Strategie des CDU-Spitzenkandidaten: Althusmann macht Niedersachsen-Wahl zur Abstimmung über die Ampel im Bund

Bernd Althusmann will den SPD-Ministerpräsidenten Stephan Weil ablösen. Gelänge der CDU ein Sieg, es wäre in diesem Jahr ein großer Triumph.

Bernd Althusmann geht leicht in die Knie, ballt die Faust. Sein Gesicht ist etwas gerötet von der Sonne an diesem Spätsommertag. Wenn Niedersachsen stark sei in Automobilindustrie, Landwirtschaft, Mittelstand und erneuerbaren Energien, dann „wird Niedersachsen zum Bayern des Nordens“, ruft der CDU-Spitzenkandidat. „Da wollen wir hin. Die Bayern sollen sich schon mal warm anziehen.“

Althusmann steht im September in Turnschuhen und hochgekrempeltem weißen Hemd auf dem Marktplatz der Kleinstadt Wildeshausen. Viel ist nicht los. Ein paar Rentner sitzen auf Stühlen an der Stirnseite des Platzes aufgereiht, sonst ist er nur spärlich gefüllt. Doch Althusmann gibt sich kämpferisch. Der 55-Jährige weiß: Er ist auf jede Stimme angewiesen.

Schon 2017 war Althusmann – die Betonung liegt offiziell auf der zweiten Silbe – Spitzenkandidat in Niedersachsen.
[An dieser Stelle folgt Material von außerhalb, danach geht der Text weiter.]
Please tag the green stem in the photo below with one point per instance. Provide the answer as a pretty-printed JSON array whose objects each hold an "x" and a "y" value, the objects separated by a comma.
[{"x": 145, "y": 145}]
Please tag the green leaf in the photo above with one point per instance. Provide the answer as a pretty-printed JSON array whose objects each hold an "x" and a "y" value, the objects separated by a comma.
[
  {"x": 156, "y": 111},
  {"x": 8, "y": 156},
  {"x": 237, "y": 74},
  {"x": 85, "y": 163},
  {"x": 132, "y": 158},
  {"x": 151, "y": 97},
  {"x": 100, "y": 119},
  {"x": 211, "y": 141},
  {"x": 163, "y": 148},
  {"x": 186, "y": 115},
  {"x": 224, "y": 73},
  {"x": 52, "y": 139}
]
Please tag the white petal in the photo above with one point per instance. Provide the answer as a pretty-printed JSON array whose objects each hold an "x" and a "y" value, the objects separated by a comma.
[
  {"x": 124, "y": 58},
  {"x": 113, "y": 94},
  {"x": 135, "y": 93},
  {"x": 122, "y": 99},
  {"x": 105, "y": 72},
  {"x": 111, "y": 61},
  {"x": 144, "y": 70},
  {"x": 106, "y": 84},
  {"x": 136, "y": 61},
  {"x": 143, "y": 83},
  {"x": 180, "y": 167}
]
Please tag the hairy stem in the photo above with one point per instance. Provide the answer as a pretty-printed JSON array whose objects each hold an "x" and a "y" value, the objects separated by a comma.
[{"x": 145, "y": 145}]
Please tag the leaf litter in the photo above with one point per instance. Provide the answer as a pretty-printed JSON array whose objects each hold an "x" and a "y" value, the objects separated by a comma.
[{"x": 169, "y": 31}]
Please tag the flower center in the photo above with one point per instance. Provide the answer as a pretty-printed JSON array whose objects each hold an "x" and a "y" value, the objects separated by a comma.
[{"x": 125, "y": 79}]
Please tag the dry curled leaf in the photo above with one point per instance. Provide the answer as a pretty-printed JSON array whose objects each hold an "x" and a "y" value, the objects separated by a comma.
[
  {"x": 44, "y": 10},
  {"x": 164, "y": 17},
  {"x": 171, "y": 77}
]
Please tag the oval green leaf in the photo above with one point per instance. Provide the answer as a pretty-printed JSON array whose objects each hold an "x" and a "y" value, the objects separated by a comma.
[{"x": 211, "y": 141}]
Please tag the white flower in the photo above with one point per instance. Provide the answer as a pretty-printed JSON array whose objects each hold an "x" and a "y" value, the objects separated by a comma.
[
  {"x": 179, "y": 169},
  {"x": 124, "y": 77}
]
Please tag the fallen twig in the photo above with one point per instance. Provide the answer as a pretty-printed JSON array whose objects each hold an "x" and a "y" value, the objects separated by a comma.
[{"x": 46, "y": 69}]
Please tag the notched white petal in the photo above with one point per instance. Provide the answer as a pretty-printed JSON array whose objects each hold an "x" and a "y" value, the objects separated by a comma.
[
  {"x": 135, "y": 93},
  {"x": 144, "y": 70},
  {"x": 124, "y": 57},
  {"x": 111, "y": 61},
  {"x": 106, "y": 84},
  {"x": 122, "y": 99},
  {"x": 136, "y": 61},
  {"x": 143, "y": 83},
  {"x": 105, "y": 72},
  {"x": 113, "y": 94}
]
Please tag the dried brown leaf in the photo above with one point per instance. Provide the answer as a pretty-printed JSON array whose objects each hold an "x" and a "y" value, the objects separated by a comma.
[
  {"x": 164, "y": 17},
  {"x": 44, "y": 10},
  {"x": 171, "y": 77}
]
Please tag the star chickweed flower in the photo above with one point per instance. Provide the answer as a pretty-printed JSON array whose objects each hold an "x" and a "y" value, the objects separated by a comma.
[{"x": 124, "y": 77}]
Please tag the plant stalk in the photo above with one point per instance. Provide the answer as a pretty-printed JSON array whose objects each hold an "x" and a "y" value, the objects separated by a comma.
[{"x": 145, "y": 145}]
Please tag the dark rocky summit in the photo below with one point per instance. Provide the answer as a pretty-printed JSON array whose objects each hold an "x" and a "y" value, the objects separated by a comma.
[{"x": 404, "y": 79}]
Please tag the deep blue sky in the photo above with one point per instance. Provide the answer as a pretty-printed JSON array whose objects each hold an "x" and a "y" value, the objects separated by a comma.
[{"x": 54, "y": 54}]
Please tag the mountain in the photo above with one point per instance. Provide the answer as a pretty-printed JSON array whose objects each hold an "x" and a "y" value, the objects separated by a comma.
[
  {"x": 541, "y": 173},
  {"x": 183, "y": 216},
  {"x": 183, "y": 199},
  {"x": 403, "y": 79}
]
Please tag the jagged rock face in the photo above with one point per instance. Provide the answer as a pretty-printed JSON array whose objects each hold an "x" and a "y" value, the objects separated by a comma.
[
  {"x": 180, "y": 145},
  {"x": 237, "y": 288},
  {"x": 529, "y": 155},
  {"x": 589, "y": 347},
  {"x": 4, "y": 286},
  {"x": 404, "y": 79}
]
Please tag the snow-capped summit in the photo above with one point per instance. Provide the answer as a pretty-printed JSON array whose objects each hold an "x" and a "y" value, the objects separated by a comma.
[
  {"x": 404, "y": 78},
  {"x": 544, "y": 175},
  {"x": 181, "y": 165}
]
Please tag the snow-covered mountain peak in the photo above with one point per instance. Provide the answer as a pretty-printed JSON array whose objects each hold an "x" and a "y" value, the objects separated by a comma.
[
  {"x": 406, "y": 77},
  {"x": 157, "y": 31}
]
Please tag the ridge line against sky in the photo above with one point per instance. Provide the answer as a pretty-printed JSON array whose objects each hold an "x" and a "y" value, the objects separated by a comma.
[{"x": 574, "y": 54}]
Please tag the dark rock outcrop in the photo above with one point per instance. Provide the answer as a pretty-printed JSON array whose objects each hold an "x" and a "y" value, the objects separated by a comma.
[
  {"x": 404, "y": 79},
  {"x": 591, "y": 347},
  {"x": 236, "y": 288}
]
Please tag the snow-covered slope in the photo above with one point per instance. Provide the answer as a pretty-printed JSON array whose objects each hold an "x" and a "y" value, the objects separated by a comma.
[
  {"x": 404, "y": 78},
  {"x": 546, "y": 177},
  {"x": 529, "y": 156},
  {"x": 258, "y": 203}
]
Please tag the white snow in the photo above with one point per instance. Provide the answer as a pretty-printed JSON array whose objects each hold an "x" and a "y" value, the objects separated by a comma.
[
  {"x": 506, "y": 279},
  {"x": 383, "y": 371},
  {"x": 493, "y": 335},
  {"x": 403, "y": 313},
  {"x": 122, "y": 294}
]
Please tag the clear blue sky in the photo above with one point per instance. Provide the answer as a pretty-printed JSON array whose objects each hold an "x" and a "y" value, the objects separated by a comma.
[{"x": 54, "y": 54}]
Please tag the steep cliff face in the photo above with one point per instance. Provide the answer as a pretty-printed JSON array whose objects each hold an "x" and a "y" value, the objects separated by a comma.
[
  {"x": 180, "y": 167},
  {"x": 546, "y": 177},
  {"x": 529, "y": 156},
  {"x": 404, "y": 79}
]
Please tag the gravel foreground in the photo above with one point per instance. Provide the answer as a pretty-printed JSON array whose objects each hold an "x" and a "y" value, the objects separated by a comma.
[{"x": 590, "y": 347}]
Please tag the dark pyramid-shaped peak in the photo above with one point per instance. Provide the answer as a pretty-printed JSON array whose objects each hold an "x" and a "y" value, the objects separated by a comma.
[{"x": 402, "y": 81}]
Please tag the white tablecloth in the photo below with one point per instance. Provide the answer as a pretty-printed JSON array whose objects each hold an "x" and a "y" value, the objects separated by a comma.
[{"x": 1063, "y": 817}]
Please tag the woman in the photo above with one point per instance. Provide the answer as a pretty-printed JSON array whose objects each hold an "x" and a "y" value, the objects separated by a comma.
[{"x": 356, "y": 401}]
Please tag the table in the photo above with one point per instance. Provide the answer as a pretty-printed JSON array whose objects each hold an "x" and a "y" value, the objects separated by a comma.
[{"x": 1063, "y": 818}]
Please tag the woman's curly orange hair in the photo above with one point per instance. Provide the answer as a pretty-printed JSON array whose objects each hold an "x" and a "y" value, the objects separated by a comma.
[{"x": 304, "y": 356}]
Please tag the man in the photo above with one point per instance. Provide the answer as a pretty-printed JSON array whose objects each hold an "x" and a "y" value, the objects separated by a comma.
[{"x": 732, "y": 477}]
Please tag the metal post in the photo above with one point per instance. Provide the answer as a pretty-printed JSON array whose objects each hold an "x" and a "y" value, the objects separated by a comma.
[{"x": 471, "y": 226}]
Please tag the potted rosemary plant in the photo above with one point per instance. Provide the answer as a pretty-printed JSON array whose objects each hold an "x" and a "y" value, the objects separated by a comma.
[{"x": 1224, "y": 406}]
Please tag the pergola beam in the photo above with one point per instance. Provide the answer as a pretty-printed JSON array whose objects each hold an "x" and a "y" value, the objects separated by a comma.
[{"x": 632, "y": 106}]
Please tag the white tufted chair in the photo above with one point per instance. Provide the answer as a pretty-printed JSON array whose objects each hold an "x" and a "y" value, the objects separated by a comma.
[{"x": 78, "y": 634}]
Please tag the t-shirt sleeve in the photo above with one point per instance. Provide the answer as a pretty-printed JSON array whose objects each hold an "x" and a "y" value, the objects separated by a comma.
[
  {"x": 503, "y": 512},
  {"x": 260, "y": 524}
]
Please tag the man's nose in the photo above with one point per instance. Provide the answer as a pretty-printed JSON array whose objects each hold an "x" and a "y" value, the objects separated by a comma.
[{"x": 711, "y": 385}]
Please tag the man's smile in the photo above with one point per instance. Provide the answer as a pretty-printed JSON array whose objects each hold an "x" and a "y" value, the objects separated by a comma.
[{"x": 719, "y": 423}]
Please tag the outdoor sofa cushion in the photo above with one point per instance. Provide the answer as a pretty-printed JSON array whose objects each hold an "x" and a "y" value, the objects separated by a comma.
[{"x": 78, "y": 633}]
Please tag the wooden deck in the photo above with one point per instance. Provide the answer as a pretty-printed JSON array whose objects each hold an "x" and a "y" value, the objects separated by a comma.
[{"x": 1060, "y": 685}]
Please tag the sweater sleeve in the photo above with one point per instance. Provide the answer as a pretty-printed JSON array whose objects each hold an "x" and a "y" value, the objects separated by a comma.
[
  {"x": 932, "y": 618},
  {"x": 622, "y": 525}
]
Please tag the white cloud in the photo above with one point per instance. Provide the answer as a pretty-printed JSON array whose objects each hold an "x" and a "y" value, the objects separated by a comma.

Damals gewann die SPD mit drei Prozentpunkten Vorsprung. Althusmann wurde Wirtschaftsminister im Kabinett von Ministerpräsident Stephan Weil, stach aber über Niedersachsen hinaus wenig hervor. Jetzt will er schaffen, was ihm damals nicht gelang, und selbst Ministerpräsident werden.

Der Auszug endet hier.